Corporate social norm to do good is being more commonly viewed from a strategic perspective that contributes to risk mitigation while maximizing the company’s benefits. Recent business cases prove that efficient CSR management is in the company’s interest and will bring tangible benefits for those who deploy it strategically. CSR should be integrated into the corporate DNA. Only then does it become a truly feasible model that creates social value along with economic wealth.
The question that remains is how fast companies will find an optimal way to adapt accordingly while also meeting their financial needs. The ones that crack the case of CSR faster have good odds to ensure their long-lasting flourishment. Thus, companies should abandon the outdated conventional shareholder driven philosophies, as they no longer accommodate properly even the investors’ interests and integrate CSR in their business models. Though like a brick wall in front of them, this secret recipe remains unseen by many businesses, employers and investors alike.
Boatright, J. R. (2012), Ethics and the conduct of business (7th ed.). Boston: Pearson.

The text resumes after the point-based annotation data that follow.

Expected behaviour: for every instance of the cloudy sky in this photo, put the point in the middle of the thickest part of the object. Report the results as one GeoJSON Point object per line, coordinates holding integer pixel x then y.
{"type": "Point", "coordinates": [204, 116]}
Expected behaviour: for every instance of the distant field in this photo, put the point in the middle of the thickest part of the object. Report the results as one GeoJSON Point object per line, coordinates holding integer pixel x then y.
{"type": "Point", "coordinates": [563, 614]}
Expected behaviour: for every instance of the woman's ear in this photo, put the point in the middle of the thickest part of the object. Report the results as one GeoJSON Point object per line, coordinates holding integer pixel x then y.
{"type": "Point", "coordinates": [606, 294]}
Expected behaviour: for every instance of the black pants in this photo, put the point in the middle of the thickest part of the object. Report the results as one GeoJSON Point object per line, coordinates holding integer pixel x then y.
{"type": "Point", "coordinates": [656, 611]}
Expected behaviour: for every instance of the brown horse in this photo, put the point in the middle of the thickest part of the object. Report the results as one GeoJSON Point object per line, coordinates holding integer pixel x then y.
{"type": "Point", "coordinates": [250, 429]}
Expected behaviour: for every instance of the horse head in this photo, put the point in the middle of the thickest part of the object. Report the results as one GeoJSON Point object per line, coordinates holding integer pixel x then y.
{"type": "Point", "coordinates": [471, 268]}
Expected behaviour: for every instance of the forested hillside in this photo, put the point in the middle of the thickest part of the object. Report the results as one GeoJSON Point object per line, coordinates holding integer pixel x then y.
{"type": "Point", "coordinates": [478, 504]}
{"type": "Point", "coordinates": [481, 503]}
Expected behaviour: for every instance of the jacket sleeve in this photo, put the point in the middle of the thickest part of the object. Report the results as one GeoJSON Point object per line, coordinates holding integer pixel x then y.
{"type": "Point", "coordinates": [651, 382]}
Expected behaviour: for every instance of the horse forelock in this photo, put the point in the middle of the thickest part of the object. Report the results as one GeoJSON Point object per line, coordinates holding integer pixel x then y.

Chandler, D; Werther W. B. (2017), Strategic corporate social responsibility: sustainable value creation (Fourth edition.), Los Angeles
Fifka, M.S. et al, (2015), Corporate Social Responsibility in between governmental regulation and voluntary Initiative: The Case of Germany (CSR, Sustainability, Ethics & Governance).
Fleming, P, et al. (2013), The end of corporate social responsibility: crisis & critique. London; Thousand Oaks, Calif.
Meier, H. (2020), Business management, SOCEO GmbH and IfTQ-Cert e.v p. 33-88.